People living in the largely devastated outskirts of the Russian-occupied city of Mariupol erupted in a substantial protest July 8 after two pensioners died in the street trying to find drinking water. A meeting at a school in the Volonterivka district demanded that Moscow’s “authorities” urgently provide them with clean water, electricity and transport. The two elderly people had succumbed to heat wave conditions after having to walk for miles.
“About 3,000 people and at least 200 children remain cut off from the minimum basic conditions of existence” in Volonterivka, Petro Andryushchenko, adviser to the Ukrainian mayor of Mariupol, reported that day. Occupation officials first tried to appease the protesters by offering them some food. When those at the meeting reacted with anger, the occupiers fled under the protection of Russian troops carrying assault rifles.

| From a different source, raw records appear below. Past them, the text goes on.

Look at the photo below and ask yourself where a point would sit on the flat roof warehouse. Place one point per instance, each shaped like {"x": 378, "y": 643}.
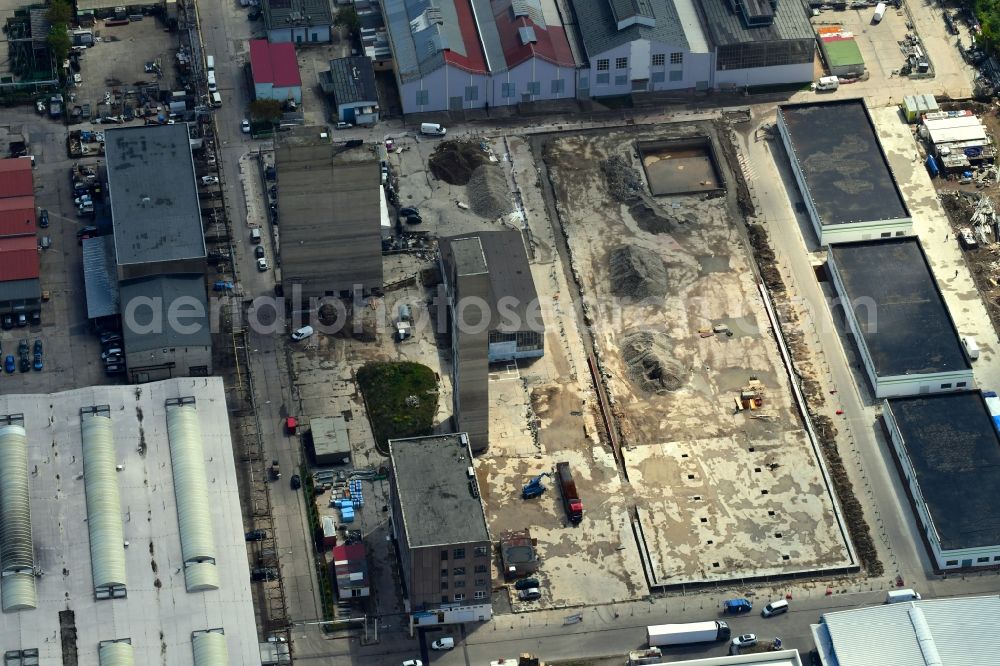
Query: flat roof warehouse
{"x": 839, "y": 155}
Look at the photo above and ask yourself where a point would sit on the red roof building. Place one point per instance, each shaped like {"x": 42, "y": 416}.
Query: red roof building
{"x": 15, "y": 178}
{"x": 17, "y": 216}
{"x": 275, "y": 70}
{"x": 18, "y": 258}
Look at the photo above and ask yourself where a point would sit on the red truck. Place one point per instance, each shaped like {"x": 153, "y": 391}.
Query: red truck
{"x": 571, "y": 498}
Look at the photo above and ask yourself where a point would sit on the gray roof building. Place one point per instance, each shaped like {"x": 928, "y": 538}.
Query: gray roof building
{"x": 296, "y": 13}
{"x": 350, "y": 80}
{"x": 154, "y": 197}
{"x": 439, "y": 500}
{"x": 146, "y": 304}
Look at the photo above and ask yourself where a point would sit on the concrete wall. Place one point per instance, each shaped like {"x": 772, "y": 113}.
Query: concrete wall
{"x": 902, "y": 385}
{"x": 943, "y": 559}
{"x": 315, "y": 34}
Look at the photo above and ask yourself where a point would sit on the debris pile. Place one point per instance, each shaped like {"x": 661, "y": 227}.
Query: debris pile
{"x": 455, "y": 161}
{"x": 489, "y": 195}
{"x": 637, "y": 272}
{"x": 623, "y": 181}
{"x": 650, "y": 364}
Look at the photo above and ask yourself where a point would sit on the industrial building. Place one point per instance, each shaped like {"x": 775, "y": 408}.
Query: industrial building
{"x": 906, "y": 339}
{"x": 331, "y": 228}
{"x": 297, "y": 21}
{"x": 440, "y": 529}
{"x": 134, "y": 549}
{"x": 487, "y": 267}
{"x": 957, "y": 139}
{"x": 351, "y": 83}
{"x": 159, "y": 254}
{"x": 20, "y": 288}
{"x": 844, "y": 177}
{"x": 949, "y": 451}
{"x": 274, "y": 70}
{"x": 952, "y": 632}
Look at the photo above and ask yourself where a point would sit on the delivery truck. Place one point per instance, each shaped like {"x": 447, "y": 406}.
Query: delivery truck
{"x": 690, "y": 632}
{"x": 571, "y": 498}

In Moscow’s four-month siege of Mariupol, Russian forces repeatedly bombed residential areas and civilian infrastructure, damaging miles of water pipes. Similar devastation has been inflicted in Severodonetsk and elsewhere in Ukraine, as Moscow’s army relies on mass bombing of civilian areas in preparation for laying siege to them. A large-scale humanitarian catastrophe is building in these Russian-occupied areas.

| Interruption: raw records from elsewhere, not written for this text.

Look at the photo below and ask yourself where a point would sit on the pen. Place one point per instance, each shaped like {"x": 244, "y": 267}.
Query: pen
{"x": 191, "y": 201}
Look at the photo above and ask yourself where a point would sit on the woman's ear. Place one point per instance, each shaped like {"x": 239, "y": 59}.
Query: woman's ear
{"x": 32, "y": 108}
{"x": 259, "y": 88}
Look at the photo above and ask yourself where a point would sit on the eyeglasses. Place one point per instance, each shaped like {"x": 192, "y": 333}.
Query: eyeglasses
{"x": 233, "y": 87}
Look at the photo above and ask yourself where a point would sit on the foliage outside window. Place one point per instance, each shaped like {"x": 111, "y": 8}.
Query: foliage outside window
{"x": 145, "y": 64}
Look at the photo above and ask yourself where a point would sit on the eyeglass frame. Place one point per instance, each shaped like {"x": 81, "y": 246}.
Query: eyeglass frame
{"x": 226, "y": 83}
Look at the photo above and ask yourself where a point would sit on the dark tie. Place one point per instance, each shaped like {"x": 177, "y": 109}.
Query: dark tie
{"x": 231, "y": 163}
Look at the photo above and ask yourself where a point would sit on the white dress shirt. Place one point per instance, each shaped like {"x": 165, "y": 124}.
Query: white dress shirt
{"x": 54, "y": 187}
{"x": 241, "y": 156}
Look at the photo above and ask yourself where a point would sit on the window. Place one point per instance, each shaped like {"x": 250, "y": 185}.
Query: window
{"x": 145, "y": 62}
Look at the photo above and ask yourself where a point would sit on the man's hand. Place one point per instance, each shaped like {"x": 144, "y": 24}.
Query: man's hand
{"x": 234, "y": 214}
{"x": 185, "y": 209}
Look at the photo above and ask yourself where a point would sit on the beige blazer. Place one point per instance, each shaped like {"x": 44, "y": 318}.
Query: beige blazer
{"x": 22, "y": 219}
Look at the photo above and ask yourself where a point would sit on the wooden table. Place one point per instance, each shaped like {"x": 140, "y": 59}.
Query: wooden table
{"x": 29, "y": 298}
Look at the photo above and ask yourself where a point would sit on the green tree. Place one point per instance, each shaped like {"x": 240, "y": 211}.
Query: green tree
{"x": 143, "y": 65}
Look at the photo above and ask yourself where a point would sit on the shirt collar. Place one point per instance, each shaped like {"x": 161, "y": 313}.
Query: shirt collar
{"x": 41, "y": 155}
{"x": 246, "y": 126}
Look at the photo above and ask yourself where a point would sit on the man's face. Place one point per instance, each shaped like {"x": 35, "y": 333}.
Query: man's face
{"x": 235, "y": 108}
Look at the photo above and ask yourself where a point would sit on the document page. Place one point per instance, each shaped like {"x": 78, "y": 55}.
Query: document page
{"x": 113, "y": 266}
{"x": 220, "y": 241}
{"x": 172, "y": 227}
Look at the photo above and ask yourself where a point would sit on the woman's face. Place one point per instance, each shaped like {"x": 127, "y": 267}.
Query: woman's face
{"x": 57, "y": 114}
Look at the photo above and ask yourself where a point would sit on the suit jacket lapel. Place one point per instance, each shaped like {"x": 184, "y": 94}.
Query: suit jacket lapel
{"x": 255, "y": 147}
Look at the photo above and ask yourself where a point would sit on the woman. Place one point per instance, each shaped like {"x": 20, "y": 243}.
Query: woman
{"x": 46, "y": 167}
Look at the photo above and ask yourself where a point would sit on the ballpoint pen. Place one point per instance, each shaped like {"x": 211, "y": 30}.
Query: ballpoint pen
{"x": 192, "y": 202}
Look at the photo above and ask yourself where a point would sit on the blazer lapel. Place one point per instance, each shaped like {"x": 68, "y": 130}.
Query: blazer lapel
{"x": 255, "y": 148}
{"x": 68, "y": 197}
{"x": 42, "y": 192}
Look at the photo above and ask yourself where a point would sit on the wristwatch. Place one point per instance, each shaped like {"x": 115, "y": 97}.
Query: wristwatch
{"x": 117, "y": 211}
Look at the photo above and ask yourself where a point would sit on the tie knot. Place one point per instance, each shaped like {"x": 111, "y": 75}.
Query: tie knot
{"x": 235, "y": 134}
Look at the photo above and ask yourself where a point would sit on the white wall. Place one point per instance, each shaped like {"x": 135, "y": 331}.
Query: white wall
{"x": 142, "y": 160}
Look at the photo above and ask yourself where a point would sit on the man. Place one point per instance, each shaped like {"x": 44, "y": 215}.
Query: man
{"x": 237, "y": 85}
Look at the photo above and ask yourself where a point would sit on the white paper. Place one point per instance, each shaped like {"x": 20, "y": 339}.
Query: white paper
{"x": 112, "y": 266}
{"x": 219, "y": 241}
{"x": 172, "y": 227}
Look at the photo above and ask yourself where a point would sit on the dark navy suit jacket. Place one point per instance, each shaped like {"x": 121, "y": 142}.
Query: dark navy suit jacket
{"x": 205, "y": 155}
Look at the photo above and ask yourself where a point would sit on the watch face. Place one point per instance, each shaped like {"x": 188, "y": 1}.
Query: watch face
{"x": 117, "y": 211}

The day after the Volonterivka protests, occupation authorities tried to patch artillery-damaged rusty pipes with makeshift clamps. Water flows “ended up in muddy pools on the street, rather than in people’s taps,” Halya Coynash wrote July 11 for the Kharkiv Human Rights Protection Group. There is no plan to rebuild the pipelines.
The residents of Mariupol are allocated about 10 pints of drinking water per week. Residents have to get to collection points, then stand in huge lines waiting for a tanker truck. People are forced to collect unsanitary water from drainage pits or puddles.
Over 25,000 residents were killed during the Russian bombardment of Mariupol. Many are buried beneath rubble or in shallow graves. Along with uncollected rubbish, this threatens contamination of the ground water. Due to problems with the water supply, including power failures for water pumps, the city is at risk of an infectious disease epidemic. At the same time, Russian forces have “taken away, often imprisoning, the remaining medical personnel” in the area, Coynash said.
The problems are further exacerbated by the actions of the Russian occupiers toward the largely Russian-speaking residents they claim to have “liberated.” All of the military service-age men from the area are being held in so-called filtration camps and interrogated, sometimes beaten, about connections to Ukraine and its armed forces.
And the priority of Moscow’s occupation authorities is “changing road signs into Russian and ensuring huge screens to enable propaganda channels to be loudly broadcast amid the ruins,” Coynash said.